Home / Work / 03 · SiteProbe

SiteProbe — for the "some customers can't get through" problem.

A crawler that hits target URLs through multiple simulated visitor profiles and flags when responses diverge. Built because a real production incident taught me that "uptime monitors all green" doesn't mean "all customers can actually buy."

Role
Solo — design, build, deploy
Timeline
Mar 2026 — ongoing
Stack
Python, FastAPI, PostgreSQL, React, Vite, Docker, nginx
Status
Live at siteprobe.james-gault.com

The problem

Standard uptime monitors hit your site from one origin, with one profile, and log a 200 OK. Meanwhile, a silent WAF rule blocks everyone without a specific cookie. A geo-IP rule flags legitimate traffic from a real country as bot traffic. A rate limit fires against a user pattern nobody tested.

False-positive blocks on real customers are invisible to conventional monitoring. You find out from a support ticket days later — after the customer has already given up and bought from a competitor.

Approach

Crawl every target URL through multiple configurable profiles — different user agents, headers, proxies, request patterns. Persist the response fingerprints. When profiles diverge on the same URL, flag it.

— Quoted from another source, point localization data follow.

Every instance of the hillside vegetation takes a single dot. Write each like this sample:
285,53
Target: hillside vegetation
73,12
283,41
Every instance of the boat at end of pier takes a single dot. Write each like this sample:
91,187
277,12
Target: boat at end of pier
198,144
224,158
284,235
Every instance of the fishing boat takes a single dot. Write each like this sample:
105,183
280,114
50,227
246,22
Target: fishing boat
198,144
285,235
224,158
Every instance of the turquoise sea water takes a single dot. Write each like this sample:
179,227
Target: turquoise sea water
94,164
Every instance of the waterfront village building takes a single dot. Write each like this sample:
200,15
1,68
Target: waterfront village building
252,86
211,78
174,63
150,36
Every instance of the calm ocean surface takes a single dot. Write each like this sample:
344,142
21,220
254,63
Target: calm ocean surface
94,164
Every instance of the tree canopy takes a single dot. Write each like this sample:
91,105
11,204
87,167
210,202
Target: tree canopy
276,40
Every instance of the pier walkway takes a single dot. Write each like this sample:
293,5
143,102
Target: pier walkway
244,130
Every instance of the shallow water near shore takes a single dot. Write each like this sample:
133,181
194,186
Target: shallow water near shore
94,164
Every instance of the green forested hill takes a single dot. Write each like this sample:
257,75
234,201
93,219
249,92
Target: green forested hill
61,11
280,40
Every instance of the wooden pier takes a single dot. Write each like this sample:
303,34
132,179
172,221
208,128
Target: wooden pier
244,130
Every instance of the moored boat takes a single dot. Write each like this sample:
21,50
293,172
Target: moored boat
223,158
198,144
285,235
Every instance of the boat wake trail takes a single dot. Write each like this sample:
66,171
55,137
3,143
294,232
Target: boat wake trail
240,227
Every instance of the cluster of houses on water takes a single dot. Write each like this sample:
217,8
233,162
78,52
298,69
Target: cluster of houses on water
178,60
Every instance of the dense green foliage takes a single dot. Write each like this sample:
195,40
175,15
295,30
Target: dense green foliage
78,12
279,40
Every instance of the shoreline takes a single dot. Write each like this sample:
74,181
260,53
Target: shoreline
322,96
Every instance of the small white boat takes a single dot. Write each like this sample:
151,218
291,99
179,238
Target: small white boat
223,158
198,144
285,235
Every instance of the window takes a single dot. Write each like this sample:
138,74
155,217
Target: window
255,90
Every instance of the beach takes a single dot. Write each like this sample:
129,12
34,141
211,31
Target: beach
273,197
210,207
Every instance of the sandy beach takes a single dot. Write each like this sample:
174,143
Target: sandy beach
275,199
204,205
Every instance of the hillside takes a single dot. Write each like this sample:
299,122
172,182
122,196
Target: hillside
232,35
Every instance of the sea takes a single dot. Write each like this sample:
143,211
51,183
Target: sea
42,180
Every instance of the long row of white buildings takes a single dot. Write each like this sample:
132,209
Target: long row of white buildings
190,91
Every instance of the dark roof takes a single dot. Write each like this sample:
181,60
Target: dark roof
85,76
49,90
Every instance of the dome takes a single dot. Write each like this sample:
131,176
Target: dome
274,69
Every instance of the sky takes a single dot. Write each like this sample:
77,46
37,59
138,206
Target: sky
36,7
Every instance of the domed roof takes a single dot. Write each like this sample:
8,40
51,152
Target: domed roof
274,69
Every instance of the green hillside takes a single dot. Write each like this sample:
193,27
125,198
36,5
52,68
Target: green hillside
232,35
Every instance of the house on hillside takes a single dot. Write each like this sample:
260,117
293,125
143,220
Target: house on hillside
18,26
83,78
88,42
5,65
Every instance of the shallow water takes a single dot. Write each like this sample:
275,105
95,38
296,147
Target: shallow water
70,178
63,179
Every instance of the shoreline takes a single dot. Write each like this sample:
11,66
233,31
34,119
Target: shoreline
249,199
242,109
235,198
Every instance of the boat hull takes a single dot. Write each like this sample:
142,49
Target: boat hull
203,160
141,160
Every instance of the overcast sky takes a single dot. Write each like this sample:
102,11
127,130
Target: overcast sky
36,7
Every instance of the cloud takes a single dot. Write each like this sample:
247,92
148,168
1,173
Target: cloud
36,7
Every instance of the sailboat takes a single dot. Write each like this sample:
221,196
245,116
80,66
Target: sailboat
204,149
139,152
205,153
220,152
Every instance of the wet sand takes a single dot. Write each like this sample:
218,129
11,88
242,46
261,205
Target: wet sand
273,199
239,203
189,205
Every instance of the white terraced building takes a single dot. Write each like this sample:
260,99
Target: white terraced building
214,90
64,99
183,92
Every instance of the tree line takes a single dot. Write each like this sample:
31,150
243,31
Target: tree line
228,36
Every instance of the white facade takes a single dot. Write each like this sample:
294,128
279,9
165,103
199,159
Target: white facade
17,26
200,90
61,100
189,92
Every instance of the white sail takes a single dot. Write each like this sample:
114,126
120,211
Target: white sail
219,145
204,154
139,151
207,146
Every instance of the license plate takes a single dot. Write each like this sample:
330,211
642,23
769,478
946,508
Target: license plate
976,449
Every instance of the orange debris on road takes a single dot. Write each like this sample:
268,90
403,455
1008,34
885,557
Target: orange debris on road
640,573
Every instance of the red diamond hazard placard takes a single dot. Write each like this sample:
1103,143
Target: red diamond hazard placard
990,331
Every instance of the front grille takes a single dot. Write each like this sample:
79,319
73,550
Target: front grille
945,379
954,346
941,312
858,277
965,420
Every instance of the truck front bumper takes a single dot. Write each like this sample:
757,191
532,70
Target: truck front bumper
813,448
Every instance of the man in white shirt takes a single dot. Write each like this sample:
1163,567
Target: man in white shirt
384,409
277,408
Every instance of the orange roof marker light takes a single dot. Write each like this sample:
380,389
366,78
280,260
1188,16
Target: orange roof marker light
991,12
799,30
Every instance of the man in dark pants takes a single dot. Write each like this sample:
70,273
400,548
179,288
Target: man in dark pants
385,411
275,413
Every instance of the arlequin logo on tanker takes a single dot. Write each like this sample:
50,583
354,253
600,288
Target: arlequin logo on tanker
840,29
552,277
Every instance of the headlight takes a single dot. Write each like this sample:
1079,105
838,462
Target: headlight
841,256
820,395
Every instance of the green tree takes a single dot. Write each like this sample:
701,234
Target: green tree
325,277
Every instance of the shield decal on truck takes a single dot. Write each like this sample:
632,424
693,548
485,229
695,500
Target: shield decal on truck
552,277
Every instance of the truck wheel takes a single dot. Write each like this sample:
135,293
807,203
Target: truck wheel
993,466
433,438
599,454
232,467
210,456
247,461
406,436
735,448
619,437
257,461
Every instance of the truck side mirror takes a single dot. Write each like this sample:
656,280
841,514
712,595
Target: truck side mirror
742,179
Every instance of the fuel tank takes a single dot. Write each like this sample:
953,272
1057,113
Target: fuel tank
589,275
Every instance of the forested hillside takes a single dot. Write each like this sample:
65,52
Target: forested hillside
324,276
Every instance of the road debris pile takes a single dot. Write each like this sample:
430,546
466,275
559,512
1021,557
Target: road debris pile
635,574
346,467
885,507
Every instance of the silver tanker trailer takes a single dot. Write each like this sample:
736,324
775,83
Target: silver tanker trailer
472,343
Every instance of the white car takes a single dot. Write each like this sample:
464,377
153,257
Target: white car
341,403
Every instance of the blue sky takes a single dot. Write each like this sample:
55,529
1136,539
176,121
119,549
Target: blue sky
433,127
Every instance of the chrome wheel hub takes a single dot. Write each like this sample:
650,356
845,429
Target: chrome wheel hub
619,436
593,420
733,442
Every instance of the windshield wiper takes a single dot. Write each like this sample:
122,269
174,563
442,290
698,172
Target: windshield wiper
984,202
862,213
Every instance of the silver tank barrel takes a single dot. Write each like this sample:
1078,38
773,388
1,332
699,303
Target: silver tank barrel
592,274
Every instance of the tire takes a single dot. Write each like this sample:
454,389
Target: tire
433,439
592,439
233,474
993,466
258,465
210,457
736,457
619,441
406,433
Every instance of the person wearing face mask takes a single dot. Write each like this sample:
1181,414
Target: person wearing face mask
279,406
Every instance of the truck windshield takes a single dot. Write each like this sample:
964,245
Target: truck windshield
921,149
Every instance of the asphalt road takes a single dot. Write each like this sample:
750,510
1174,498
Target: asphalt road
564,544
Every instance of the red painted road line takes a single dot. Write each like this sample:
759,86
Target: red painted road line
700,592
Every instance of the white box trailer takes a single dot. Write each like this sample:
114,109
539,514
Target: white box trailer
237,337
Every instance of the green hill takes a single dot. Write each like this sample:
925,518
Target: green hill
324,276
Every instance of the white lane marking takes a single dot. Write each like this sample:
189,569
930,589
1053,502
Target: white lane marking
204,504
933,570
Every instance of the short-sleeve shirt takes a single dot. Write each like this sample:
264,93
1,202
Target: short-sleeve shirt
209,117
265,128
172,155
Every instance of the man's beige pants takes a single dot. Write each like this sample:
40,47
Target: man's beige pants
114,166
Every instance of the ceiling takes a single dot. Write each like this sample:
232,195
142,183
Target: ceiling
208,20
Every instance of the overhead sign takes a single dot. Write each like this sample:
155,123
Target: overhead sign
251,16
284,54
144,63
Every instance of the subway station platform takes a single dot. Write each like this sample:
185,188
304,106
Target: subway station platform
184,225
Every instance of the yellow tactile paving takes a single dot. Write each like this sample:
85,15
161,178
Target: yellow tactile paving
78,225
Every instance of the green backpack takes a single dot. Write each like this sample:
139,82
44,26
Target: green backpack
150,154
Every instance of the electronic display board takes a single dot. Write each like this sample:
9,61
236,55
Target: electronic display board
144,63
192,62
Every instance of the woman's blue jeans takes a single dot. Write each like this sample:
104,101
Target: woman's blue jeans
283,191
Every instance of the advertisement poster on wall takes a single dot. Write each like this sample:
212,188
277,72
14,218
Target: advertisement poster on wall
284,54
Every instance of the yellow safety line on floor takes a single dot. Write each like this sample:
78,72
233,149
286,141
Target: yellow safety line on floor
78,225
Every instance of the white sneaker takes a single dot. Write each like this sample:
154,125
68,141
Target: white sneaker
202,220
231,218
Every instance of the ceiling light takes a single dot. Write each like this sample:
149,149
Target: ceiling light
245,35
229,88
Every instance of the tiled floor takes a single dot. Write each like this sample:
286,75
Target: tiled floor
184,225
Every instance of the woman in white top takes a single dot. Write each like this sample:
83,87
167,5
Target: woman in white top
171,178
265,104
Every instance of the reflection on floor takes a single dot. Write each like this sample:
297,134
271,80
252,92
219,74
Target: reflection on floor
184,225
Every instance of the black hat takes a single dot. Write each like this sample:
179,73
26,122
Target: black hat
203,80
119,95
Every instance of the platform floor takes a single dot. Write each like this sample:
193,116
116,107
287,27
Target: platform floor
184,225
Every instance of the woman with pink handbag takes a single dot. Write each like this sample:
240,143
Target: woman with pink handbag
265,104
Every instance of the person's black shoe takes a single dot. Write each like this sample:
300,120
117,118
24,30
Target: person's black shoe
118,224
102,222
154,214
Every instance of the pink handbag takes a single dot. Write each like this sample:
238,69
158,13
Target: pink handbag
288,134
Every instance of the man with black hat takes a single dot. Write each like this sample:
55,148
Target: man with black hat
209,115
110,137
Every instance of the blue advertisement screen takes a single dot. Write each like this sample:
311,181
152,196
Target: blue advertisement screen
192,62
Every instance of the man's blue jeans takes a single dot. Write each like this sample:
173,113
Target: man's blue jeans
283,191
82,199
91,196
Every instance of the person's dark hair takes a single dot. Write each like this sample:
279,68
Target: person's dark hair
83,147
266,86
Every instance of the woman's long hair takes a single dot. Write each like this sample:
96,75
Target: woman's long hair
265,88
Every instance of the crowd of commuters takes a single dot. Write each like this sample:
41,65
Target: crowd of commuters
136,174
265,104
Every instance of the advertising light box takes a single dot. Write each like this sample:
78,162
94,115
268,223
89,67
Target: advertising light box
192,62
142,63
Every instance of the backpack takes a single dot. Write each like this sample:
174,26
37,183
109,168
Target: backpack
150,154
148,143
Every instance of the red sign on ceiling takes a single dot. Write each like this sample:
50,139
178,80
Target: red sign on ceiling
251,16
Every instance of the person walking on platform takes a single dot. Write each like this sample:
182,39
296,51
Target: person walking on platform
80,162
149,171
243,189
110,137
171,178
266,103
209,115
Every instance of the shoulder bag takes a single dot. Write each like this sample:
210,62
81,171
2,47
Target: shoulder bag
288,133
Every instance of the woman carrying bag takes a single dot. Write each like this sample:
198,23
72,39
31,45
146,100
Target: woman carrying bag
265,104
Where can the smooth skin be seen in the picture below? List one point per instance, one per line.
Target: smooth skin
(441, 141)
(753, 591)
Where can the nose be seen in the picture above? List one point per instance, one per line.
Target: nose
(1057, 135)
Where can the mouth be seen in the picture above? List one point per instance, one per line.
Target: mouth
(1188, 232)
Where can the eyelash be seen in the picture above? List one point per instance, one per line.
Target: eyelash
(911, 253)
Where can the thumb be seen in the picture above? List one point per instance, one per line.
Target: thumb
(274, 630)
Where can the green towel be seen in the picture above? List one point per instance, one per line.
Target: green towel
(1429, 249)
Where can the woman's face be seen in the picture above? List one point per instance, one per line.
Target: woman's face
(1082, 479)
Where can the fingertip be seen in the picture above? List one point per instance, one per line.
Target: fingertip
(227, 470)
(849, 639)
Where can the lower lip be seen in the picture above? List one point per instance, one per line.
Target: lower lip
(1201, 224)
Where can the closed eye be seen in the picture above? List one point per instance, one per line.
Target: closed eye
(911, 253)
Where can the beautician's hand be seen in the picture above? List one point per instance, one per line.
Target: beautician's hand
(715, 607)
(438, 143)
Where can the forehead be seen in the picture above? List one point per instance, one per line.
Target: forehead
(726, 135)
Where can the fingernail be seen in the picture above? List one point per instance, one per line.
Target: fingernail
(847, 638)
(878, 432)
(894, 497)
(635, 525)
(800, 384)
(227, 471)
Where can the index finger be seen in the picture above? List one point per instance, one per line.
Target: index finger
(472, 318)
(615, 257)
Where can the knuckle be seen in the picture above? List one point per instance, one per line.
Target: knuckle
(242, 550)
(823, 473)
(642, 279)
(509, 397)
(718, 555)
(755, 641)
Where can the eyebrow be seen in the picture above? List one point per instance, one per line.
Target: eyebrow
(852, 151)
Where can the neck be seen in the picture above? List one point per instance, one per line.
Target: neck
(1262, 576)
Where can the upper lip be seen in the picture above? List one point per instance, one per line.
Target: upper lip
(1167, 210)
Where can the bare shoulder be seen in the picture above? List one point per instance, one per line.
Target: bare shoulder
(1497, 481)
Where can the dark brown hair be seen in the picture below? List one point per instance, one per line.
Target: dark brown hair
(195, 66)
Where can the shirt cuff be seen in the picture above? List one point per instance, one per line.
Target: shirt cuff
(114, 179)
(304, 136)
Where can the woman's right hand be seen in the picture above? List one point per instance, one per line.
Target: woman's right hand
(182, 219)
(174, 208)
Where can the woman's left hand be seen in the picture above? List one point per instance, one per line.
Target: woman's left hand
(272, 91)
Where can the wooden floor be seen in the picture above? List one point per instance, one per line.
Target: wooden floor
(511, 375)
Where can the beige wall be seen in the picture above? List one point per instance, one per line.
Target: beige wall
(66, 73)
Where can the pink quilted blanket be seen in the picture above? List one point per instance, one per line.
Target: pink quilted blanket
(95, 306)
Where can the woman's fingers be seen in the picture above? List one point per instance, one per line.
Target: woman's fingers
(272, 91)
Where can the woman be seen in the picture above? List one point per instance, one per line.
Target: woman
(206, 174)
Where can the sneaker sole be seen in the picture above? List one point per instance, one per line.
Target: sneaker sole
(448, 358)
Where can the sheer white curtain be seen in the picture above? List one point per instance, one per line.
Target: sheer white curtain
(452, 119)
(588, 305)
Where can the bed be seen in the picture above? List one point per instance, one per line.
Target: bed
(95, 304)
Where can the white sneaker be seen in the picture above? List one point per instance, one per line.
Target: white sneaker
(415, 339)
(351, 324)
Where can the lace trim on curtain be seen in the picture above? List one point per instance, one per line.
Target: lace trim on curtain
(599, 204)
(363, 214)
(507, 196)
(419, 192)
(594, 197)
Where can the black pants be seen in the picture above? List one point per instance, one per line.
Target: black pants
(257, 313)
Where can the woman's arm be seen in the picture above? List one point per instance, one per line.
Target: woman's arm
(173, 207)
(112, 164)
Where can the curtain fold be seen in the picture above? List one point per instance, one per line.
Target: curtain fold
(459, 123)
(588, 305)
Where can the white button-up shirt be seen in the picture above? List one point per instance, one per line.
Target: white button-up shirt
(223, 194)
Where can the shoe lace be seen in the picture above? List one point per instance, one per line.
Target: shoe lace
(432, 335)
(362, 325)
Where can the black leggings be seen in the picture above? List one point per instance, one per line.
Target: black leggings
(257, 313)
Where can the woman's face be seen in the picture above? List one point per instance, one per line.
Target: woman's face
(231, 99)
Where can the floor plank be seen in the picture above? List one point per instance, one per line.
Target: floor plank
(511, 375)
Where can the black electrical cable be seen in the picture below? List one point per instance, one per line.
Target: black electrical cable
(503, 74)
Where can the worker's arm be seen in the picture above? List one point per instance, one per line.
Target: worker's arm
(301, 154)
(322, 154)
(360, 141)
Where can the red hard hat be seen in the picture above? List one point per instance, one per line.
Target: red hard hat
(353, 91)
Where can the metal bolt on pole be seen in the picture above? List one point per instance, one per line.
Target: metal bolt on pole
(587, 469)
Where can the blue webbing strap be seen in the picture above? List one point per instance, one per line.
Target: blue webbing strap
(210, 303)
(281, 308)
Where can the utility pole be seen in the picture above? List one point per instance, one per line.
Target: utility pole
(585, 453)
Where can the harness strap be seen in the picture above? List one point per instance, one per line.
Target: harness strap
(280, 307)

  • Scheduled crawls via APScheduler.
  • Full response capture (status, headers, body hash) for every probe.
  • Analysis engine compares across profiles and surfaces discrepancies.
  • Alerts via Slack webhook and SMTP when a discrepancy persists past a threshold.

Architecture

Python 3.11+ FastAPI backend with an async httpx crawler, SQLAlchemy 2.0 async + PostgreSQL + Alembic migrations. React + Vite + TypeScript frontend with Recharts for visualization. Docker Compose, nginx reverse proxy, Let's Encrypt HTTPS.

Rule-based discrepancy detection in a small rule engine, so new categories can be added without touching the crawler.

Status & links

Live at siteprobe.james-gault.com. Companion mock target is MockShield — deployed separately, used for regression tests and demos against targets whose behavior is controllable on demand.